Most of Countryside’s Lefse’s product goes to grocery stores in the La Crosse and Eau Claire areas, and to distributors who in turn supply grocery stores mostly in the Midwest. “We’re in a lot of Twin Cities grocery stores,” Olson said.

Countryside Lefse also sells to some Midwestern restaurants, such as Osseo-based Norske Nook. And lots of Countryside Lefse is served by food concessionaires and a church at the annual Nordic Fest celebration in Decorah, Iowa.

The Blair business has offered telephone sales to customers around the nation for many years, and online sales for the past several years. “People buy from us online because of word of mouth,” Olson said. “They can go online and read reviews. People like the fact that we use real potatoes and that our lefse is hand-rolled.”

Countryside Lefse’s online customers include actor Kevin Sorbo, who starred as Hercules in the television series “Hercules: The Legendary Journeys” from 1995 to 1999.

The Blair company sells lefse under its own Countryside Lefse and Hungry Troll labels. It also makes lefse for a few other companies that is sold under their labels.

There are several lefse-making businesses in Minnesota, Olson said, but he knows of no others in Wisconsin. “There might be a small one somewhere” that he doesn’t know about, he said. “There used to be a few small ones here and there” in Wisconsin.

Countryside Lefse employs more than 20 people throughout the year, and as many as 30 during the busy fall season.

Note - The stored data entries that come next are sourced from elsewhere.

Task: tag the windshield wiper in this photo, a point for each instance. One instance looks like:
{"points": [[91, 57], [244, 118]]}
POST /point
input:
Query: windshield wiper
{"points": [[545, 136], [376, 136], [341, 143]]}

Olson’s parents started the business in 1967 in the basement of their Countryside Drive-in in Blair. “They needed to have a product in the off-season because it got so quiet in the fall” at the drive-in, he said.

The lefse business moved in the late 1960s to a former meat locker in downtown Blair. An electrical fire destroyed that building on Jan. 23, 2003.

After that, Countryside Lefse operated temporarily in the former Gopher Glove building in Independence until its new Blair plant opened in October 2003 at 1101 E. Broadway St. It’s in an industrial park on the community’s east side.

The plant is larger and has a better layout than the previous Blair location.

Olson said he and his wife decided to build the current plant after the fire because “I wasn’t ready to retire.”

Olson, who is 61, still isn’t ready to retire. He plans to work at least until he is 70. And he is optimistic that at least one of the Olsons’ four daughters will eventually take over Countryside Lefse.